I was reading an article about the fact that most websites are
designed with a masculine
aesthetic. I stopped reading when I realized that
my neighbor didn't cut his engine. Instead,
he had made the conscious choice to wait out
the song. In fact, he turned it up,
hotboxing himself with the music.

The masculine design aesthetic of most websites
doesn't jive with the fact that
more females than males
use websites for online shopping.
The designers can't change what, to them,
is inherent and intuitive. Even though they are
paid to check that kind of shit
at the door.

I get it. I really do. The personal
is even more powerful
than we want to imagine,
even in a commoditized world.

Which leads me to the waking dream
of what could possibly lead a man,
circa 2011,
to put off all the other things,
all the better things,
all the family things,
all the urgent and important things,
all the important but not urgent things,
all the chores and not chores,
all the fingerjabbing of life,
for this:

Tuesday, June 21, 2011

Be One w/the Man You Normally Are Not

Complete the smallest
acts of love. The smaller,
the better. Wipe a crumb
from a mouth, swallow
words, you know
which ones, etcetera.
Write down the acts
on lists and show
no one. On the coldest
night of the year,
when your children
come to you cold, burn
the lists. Collect
the ashes. Store them,
and show no one.
When you have enough
for a body, throw a
funeral for a lost
friend, a lost family
member. Invite
no one, but pursue
the ritual doggedly.
Dig and sob and bury.
Afterwards, call the newly
mourned friend, and
greet him as
a risen lord.

Thursday, June 2, 2011

Dear Emerson

Change my life
again. Write in a journal
something
maybe whispered from a bird,

a slow hunch
borne out
quickly.

Shake the man who makes
too much of his own time
down, down
to earth.

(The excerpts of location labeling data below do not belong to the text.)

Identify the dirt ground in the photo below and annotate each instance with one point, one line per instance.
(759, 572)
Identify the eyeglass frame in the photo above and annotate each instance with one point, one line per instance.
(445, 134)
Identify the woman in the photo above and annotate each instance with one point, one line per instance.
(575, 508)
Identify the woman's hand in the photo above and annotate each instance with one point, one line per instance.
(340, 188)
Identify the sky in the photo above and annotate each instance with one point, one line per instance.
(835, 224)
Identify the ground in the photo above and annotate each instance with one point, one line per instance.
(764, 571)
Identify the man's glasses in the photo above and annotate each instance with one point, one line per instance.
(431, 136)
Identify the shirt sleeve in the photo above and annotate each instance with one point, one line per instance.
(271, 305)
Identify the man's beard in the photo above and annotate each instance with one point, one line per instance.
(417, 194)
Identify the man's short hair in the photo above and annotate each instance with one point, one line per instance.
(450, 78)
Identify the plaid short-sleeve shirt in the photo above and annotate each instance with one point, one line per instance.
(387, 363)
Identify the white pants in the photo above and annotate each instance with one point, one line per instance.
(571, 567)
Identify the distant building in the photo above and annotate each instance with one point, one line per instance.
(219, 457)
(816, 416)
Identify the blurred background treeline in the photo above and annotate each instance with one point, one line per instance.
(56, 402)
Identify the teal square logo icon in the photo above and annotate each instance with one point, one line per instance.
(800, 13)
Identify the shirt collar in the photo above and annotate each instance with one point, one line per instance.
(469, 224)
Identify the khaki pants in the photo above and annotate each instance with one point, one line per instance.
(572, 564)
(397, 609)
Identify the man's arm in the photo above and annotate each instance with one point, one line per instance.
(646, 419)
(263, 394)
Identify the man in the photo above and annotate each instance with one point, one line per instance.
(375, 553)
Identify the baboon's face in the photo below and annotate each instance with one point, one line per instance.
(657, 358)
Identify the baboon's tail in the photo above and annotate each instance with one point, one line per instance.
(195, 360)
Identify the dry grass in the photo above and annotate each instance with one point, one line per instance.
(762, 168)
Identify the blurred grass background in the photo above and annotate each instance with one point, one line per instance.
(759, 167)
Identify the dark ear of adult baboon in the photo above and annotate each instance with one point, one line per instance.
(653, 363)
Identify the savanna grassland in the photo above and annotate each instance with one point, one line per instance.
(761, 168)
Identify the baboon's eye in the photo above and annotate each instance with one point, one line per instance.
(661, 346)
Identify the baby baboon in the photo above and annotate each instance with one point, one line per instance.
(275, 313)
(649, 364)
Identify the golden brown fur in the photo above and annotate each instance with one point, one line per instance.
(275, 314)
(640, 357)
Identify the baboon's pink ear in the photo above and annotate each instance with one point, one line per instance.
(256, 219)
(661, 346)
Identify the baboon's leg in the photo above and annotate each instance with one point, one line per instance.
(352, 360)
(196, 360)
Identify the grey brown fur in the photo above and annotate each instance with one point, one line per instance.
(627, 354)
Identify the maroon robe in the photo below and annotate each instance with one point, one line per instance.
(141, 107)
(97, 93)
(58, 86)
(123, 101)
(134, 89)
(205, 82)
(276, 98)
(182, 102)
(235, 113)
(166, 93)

Rub
my face in it, in earth, in grass:

“A man must have aunts
and cousins, must buy carrots and
turnips, must have
barn and woodshed, must go
to market and to the blacksmith’s
shop, must saunter
and sleep and be inferior and
silly.”

It's really such a relief to hear it
said so clearly.

*

A professor, surrounded by a vigorous dog,
once said to me:
clear writing is a morality, is moral.
He was talking about big T
and his cousin, you.

Surrealism, done well,
sounds just like the real world:
that was written on a book jacket
and made sense, too.
Of course you can't just point the camera, right?

Sunlight. Throwing one's arms in the sky
for a stretch. Writing by hand
on the first real day of spring,
a few days into summer. I am one nap away
from waking a real man.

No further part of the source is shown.